Tuesday, January 22, 2013

Ethics and philosophy

I recently tried to sum up my general approach to moral questions in a few hundred words. (See Ethics in a nutshell.) I see myself as just stating what most non-religious people would generally see as obvious, really. The aim – given a secular and science-friendly outlook – is just clarity and certainly not originality.

Here I want to begin to extrapolate on what I said there, bringing out some ideological points which were not explicit in the original post. (I will have something to say another time about the specifically conservative thrust of my position.)

Philosophical discussions of ethics all too often get pushed off course into unproductive disputes which are sometimes reflective of fundamental metaphysical disagreements between the antagonists, and sometimes a result simply of competitive argumentation.

I have reservations about such discussions, which inevitably involve labeling one's own and others' positions, attacking the positions of others, refining and defending one's own position, and further attacking and refining and defending ad infinitum.

I suppose I would find myself labeled as some kind of (moral) anti-realist. The last time I looked, moral anti-realism was not particularly well-regarded in the philosophical community.

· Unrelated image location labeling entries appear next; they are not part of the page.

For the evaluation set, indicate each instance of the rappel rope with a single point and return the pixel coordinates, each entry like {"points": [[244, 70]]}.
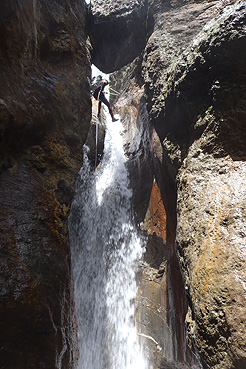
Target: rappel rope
{"points": [[97, 130]]}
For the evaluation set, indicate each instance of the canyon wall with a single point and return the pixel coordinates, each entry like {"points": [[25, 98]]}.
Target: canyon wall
{"points": [[183, 106], [44, 119], [192, 72]]}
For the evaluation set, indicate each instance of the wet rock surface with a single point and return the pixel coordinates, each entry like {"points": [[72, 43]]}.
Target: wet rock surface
{"points": [[195, 92], [200, 118], [118, 32], [44, 119]]}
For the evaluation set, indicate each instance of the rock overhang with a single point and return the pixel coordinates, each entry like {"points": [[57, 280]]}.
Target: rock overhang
{"points": [[118, 32]]}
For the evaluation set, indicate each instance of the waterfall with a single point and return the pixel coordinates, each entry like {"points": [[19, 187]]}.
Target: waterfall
{"points": [[105, 250]]}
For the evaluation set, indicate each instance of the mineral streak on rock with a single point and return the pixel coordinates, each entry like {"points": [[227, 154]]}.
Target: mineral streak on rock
{"points": [[200, 117]]}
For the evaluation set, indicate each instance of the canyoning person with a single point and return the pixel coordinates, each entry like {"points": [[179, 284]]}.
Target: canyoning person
{"points": [[100, 96]]}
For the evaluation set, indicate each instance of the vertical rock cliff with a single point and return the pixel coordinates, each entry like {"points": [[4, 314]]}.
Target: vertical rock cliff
{"points": [[193, 75], [44, 119]]}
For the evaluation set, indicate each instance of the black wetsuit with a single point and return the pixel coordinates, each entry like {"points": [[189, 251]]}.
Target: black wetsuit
{"points": [[99, 95]]}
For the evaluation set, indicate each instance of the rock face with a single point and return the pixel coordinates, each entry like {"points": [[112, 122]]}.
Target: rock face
{"points": [[195, 91], [44, 119], [200, 118], [118, 32]]}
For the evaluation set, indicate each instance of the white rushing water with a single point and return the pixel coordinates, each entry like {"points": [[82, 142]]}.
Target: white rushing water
{"points": [[105, 249]]}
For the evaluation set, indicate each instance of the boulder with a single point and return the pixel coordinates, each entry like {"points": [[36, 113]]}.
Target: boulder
{"points": [[200, 118]]}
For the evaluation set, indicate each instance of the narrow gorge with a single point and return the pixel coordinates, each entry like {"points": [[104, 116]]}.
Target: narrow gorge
{"points": [[123, 244]]}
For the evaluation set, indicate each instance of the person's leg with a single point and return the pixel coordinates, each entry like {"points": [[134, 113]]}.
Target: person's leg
{"points": [[106, 102], [99, 108]]}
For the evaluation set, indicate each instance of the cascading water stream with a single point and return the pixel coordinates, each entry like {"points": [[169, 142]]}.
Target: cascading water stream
{"points": [[105, 248]]}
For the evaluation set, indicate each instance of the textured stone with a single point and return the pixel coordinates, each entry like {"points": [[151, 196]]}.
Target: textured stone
{"points": [[197, 107], [44, 119], [118, 32]]}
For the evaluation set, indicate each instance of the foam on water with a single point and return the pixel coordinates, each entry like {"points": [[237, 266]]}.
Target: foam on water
{"points": [[105, 248]]}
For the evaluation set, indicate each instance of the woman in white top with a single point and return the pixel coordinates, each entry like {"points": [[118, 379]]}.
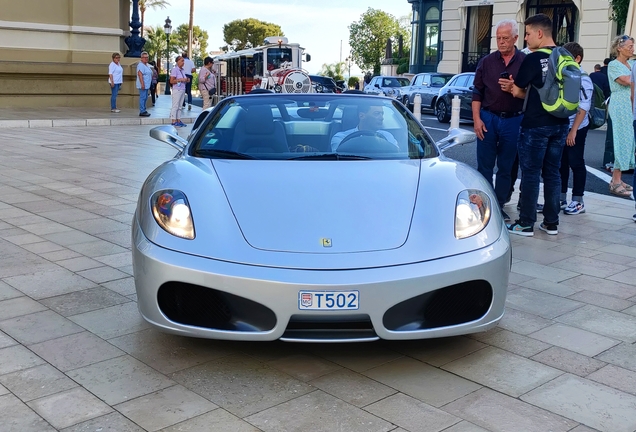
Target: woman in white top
{"points": [[178, 80], [115, 78]]}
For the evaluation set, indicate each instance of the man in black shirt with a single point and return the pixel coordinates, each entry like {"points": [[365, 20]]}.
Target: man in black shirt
{"points": [[542, 135], [497, 114]]}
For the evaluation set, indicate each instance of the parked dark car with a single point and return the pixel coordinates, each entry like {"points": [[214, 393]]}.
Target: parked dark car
{"points": [[427, 85], [460, 85], [390, 86], [323, 84]]}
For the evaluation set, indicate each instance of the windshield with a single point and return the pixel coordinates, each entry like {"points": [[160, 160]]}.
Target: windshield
{"points": [[395, 82], [311, 127]]}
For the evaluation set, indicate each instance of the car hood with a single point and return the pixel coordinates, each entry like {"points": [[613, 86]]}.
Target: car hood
{"points": [[318, 207], [278, 213]]}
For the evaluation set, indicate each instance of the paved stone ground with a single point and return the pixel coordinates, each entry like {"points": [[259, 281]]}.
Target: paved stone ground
{"points": [[76, 356]]}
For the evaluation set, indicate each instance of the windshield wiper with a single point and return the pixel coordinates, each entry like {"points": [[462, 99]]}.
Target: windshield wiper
{"points": [[330, 156], [224, 154]]}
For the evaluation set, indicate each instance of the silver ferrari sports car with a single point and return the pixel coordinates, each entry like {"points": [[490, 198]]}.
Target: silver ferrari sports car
{"points": [[317, 218]]}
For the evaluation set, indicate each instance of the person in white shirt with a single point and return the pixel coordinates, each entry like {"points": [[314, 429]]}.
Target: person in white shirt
{"points": [[116, 79], [572, 156], [207, 82], [189, 68], [370, 118]]}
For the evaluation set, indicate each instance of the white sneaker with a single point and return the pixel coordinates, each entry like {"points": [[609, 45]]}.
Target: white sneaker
{"points": [[574, 207]]}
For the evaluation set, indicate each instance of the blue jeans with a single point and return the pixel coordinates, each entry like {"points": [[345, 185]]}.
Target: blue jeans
{"points": [[500, 145], [540, 151], [113, 96], [143, 97]]}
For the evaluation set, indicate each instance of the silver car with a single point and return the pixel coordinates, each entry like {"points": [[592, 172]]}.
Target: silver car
{"points": [[317, 218], [388, 86]]}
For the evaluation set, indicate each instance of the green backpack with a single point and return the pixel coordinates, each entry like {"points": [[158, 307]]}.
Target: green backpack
{"points": [[597, 114], [560, 92]]}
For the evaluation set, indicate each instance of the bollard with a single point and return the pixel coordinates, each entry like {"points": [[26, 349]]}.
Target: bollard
{"points": [[417, 106], [455, 106]]}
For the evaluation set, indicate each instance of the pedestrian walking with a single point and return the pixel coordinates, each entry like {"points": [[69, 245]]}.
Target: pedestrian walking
{"points": [[207, 82], [497, 114], [155, 80], [542, 136], [620, 109], [574, 150], [116, 79], [144, 80], [178, 79], [189, 70]]}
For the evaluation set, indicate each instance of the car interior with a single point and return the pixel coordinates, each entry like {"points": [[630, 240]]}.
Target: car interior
{"points": [[265, 130]]}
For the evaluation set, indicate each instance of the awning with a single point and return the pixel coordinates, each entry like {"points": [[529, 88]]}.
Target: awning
{"points": [[471, 3]]}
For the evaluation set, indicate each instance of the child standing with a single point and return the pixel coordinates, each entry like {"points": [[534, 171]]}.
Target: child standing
{"points": [[573, 152]]}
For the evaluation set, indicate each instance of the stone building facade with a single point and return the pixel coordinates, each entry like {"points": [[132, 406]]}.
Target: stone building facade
{"points": [[56, 52], [465, 29]]}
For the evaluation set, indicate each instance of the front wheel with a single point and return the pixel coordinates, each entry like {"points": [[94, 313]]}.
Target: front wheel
{"points": [[443, 115]]}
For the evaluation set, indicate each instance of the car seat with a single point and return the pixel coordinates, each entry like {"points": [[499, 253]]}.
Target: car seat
{"points": [[257, 132]]}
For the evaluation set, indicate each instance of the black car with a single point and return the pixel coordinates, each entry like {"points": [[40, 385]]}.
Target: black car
{"points": [[427, 85], [323, 84], [460, 85]]}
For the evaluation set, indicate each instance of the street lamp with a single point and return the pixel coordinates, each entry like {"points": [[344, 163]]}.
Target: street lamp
{"points": [[168, 29]]}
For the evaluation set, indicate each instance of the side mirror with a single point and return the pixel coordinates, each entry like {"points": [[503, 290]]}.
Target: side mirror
{"points": [[455, 137], [169, 135]]}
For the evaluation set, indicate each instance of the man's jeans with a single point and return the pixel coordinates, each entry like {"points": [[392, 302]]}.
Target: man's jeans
{"points": [[143, 97], [500, 144], [113, 96], [540, 151]]}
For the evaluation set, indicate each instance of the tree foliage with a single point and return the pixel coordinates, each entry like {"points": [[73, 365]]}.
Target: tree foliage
{"points": [[248, 33], [369, 35], [150, 4], [619, 12], [199, 41], [334, 70]]}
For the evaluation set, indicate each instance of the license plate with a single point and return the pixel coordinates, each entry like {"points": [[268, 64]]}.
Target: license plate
{"points": [[328, 300]]}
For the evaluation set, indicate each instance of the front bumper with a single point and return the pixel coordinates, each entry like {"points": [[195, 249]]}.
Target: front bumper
{"points": [[276, 290]]}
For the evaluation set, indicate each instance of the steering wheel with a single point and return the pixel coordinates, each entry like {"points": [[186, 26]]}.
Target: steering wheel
{"points": [[358, 134]]}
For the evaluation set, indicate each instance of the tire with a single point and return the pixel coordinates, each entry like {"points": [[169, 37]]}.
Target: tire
{"points": [[443, 116]]}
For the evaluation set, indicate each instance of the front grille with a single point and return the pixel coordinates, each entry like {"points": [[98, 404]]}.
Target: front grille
{"points": [[199, 306], [340, 327], [452, 305]]}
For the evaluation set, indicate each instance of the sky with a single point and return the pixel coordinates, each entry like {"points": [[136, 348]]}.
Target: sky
{"points": [[319, 26]]}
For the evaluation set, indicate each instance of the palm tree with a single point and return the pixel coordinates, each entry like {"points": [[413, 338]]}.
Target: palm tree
{"points": [[153, 4], [190, 35]]}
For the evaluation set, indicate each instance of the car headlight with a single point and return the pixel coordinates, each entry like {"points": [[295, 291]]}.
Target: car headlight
{"points": [[172, 212], [472, 213]]}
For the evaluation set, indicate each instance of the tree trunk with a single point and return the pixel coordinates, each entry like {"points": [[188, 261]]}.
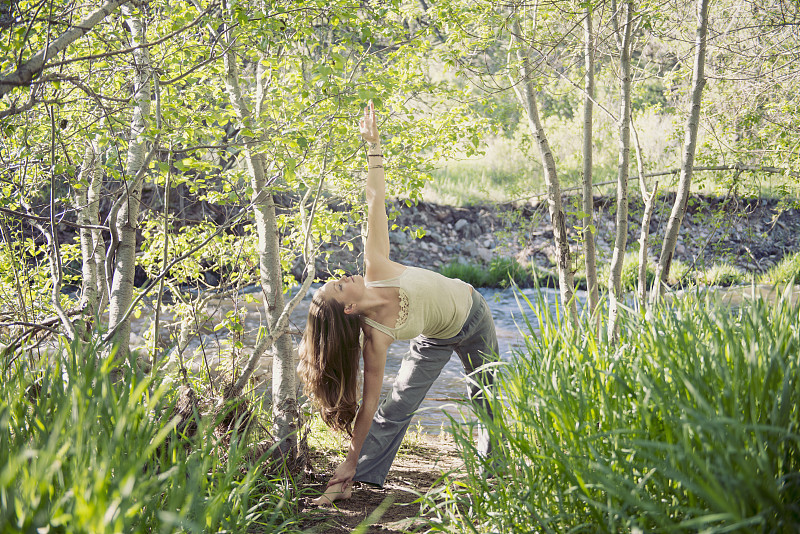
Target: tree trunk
{"points": [[689, 147], [125, 223], [644, 234], [590, 260], [284, 385], [89, 285], [621, 238], [527, 98]]}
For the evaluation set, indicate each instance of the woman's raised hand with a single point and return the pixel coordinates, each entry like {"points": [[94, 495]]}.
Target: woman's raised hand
{"points": [[367, 126]]}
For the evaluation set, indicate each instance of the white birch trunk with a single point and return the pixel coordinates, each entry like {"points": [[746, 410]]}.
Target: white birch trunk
{"points": [[284, 383], [98, 245], [644, 233], [689, 147], [89, 285], [125, 223], [590, 259], [564, 260], [621, 237]]}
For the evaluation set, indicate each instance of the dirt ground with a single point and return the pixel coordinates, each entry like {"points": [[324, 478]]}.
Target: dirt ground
{"points": [[415, 471]]}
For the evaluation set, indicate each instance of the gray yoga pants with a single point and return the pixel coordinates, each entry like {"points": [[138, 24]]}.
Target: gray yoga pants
{"points": [[476, 345]]}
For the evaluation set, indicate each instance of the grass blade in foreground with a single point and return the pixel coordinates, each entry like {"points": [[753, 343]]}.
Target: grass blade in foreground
{"points": [[690, 425]]}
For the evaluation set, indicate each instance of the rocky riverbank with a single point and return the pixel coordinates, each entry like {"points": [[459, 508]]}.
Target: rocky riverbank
{"points": [[752, 234]]}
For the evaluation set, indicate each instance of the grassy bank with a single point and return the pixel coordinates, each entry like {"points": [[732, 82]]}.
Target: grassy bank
{"points": [[84, 453], [691, 423], [502, 271]]}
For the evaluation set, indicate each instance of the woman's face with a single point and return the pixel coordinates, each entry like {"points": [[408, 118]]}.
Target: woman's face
{"points": [[347, 290]]}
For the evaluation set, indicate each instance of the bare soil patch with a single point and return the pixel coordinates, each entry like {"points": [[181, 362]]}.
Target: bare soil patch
{"points": [[415, 471]]}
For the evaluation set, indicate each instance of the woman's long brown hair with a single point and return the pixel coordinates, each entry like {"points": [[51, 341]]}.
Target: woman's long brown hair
{"points": [[329, 354]]}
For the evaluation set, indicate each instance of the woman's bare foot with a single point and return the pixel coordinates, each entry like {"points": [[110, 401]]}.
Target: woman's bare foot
{"points": [[336, 492]]}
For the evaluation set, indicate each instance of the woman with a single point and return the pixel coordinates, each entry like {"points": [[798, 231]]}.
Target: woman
{"points": [[390, 302]]}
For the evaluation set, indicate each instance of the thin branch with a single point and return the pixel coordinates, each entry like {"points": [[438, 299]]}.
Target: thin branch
{"points": [[34, 66]]}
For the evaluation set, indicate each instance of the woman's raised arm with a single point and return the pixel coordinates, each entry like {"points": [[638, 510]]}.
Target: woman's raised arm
{"points": [[376, 249]]}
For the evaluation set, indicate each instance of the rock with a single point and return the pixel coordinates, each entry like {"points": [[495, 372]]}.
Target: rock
{"points": [[484, 254], [469, 249], [474, 230]]}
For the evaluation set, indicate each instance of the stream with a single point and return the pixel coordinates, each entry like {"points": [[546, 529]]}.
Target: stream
{"points": [[444, 397]]}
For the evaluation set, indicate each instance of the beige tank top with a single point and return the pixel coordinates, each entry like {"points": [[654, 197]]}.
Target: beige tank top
{"points": [[430, 304]]}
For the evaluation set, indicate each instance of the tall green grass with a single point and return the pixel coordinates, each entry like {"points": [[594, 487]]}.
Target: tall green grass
{"points": [[690, 424], [785, 271], [81, 452]]}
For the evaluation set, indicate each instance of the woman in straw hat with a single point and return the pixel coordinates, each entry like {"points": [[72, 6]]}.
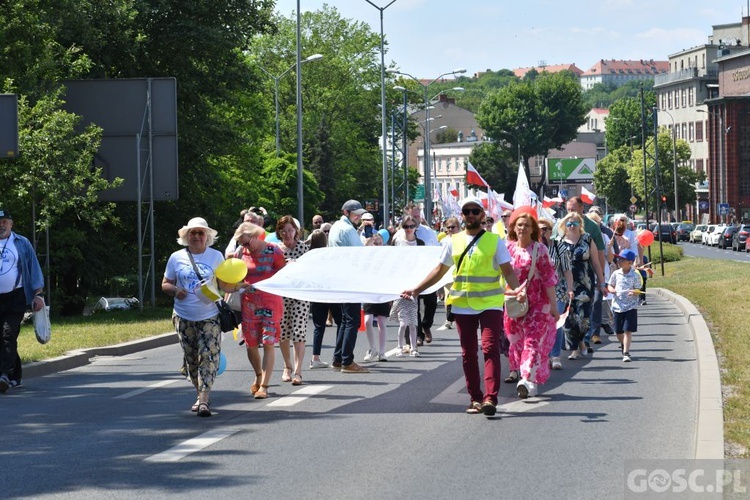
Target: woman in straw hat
{"points": [[195, 316]]}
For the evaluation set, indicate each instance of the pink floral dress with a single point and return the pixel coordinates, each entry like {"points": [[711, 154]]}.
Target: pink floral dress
{"points": [[532, 336]]}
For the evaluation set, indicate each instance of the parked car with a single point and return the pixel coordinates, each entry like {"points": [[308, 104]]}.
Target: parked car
{"points": [[697, 233], [725, 239], [740, 238], [705, 236], [665, 233], [713, 239], [683, 231]]}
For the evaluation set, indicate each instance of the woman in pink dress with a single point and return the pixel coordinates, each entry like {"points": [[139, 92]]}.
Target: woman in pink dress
{"points": [[261, 311], [531, 336]]}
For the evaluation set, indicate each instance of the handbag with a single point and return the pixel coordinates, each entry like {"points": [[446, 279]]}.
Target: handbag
{"points": [[449, 314], [514, 308], [227, 318], [42, 327]]}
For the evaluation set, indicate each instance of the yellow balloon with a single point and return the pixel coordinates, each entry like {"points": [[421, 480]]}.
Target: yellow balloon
{"points": [[231, 270]]}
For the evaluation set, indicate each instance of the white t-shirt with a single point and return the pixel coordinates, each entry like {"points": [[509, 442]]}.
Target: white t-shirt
{"points": [[180, 270], [502, 256], [9, 265]]}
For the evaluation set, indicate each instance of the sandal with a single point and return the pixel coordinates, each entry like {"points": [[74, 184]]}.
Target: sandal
{"points": [[262, 393], [474, 408], [197, 404], [204, 410], [255, 386]]}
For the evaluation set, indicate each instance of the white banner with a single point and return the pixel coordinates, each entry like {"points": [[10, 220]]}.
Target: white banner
{"points": [[355, 274]]}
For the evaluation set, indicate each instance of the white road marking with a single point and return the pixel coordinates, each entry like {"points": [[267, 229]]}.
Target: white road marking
{"points": [[455, 395], [299, 396], [190, 446], [138, 392]]}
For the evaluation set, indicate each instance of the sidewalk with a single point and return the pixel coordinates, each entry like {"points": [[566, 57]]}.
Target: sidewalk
{"points": [[709, 443]]}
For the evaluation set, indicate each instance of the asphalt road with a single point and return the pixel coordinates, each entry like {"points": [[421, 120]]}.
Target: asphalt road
{"points": [[698, 250], [121, 428]]}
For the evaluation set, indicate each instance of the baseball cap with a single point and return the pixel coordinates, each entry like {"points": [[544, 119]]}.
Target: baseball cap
{"points": [[469, 200], [354, 207], [627, 255]]}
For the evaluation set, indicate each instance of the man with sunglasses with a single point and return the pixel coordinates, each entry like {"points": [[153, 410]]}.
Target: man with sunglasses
{"points": [[343, 233], [476, 298], [425, 310]]}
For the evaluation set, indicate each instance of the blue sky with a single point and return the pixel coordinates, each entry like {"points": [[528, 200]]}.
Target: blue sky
{"points": [[429, 37]]}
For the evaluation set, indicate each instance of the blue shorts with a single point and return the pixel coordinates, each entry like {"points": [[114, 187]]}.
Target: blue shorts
{"points": [[626, 321]]}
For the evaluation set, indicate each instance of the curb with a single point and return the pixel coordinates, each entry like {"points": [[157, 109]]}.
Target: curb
{"points": [[709, 443], [75, 359]]}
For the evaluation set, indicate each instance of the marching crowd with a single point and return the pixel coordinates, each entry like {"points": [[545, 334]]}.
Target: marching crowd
{"points": [[532, 287]]}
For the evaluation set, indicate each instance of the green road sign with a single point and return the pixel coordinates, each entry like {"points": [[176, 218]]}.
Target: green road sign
{"points": [[571, 170], [419, 194]]}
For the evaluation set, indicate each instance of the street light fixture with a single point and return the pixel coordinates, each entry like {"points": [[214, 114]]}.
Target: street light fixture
{"points": [[722, 132], [677, 217], [314, 57], [427, 172], [383, 117]]}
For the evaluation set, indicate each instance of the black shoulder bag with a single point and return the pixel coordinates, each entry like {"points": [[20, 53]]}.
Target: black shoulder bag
{"points": [[227, 318], [449, 314]]}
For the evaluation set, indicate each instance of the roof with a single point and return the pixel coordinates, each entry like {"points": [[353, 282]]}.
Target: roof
{"points": [[554, 68], [640, 67]]}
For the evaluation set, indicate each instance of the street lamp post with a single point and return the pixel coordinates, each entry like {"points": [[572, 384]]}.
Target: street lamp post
{"points": [[722, 132], [383, 116], [427, 172], [677, 211], [276, 80]]}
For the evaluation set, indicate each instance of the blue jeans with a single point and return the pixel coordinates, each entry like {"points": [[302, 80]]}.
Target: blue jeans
{"points": [[596, 316], [559, 335], [320, 315], [346, 334]]}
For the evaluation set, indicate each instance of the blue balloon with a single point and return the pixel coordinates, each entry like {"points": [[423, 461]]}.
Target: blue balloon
{"points": [[222, 364]]}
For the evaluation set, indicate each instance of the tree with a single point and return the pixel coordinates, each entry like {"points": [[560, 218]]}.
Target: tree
{"points": [[686, 176], [497, 165], [624, 120], [341, 95], [536, 115]]}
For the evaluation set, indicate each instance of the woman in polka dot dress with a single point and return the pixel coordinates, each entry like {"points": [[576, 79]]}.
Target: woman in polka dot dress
{"points": [[296, 312]]}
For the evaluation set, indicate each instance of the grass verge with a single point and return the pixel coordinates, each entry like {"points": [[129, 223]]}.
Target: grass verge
{"points": [[719, 289], [97, 330]]}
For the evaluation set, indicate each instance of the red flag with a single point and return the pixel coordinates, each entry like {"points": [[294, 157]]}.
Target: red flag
{"points": [[587, 196], [473, 177], [548, 202]]}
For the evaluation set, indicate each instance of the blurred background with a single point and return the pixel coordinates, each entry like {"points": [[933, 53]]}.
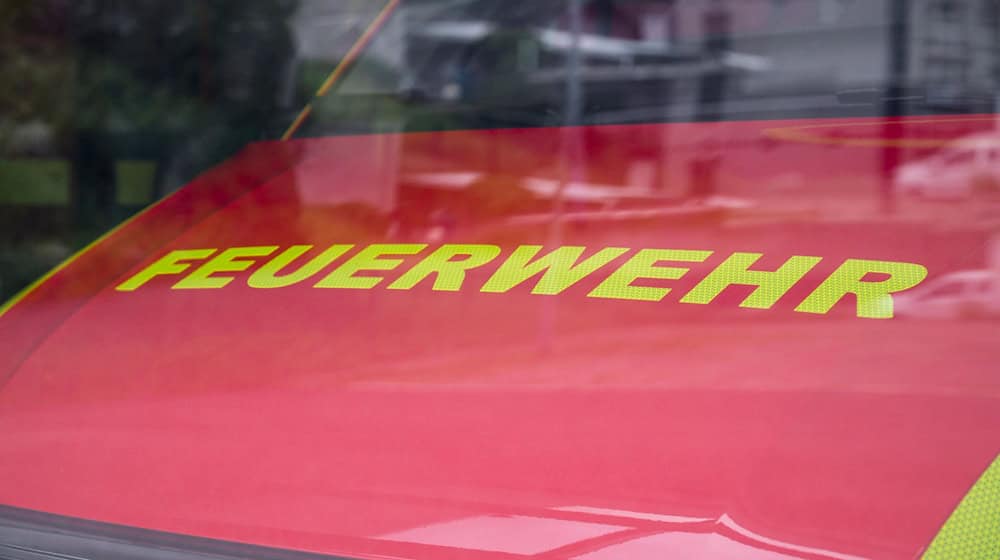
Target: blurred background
{"points": [[109, 105]]}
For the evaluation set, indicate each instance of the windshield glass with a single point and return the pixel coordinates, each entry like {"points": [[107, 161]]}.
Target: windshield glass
{"points": [[575, 279]]}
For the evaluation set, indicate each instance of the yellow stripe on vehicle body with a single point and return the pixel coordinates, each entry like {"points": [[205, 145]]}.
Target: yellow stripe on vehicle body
{"points": [[973, 530]]}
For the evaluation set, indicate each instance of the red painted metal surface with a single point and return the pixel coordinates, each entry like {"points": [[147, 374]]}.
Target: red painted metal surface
{"points": [[424, 424]]}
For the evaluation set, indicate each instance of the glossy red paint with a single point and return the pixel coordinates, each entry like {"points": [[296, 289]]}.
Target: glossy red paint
{"points": [[421, 424]]}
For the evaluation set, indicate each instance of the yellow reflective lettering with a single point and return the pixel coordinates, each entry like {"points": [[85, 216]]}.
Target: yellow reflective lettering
{"points": [[874, 299], [229, 260], [450, 274], [642, 265], [558, 268], [771, 285], [171, 263], [368, 259], [267, 275]]}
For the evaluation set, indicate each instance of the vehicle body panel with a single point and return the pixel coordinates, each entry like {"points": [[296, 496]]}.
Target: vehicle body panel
{"points": [[380, 423]]}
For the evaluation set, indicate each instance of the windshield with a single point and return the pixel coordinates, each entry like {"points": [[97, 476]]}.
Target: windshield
{"points": [[570, 279]]}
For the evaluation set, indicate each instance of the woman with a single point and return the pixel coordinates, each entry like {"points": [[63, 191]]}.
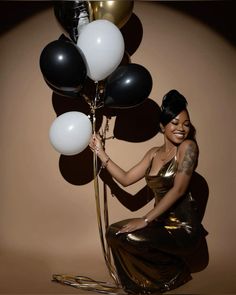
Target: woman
{"points": [[148, 251]]}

Why is this, I wonder, when I (and, I would have thought, most non-religious non-philosophers) would take it as relatively uncontroversial that, as I claimed in the linked post, there is no absolute or objective ethical authority, and no objective method for determining 'moral truths'?*

My explanation is as follows.

The philosophical community is not a random sample of intelligent people. Quite obviously, it is largely self-selected, and, although it comprises a wide cross-section of people with widely diverging views, those with certain general orientations are over-represented (by comparison with the general educated population).

Specifically, people are drawn to graduate studies in philosophy (and especially ethics) who wish not only to explore but also to promote certain ideas.

Clearly, the philosophical arena is attractive to religious people as it gives them an opportunity to promote, not so much their particular religious view (that would be unprofessional), but at least a view of the world which is in accord with their beliefs.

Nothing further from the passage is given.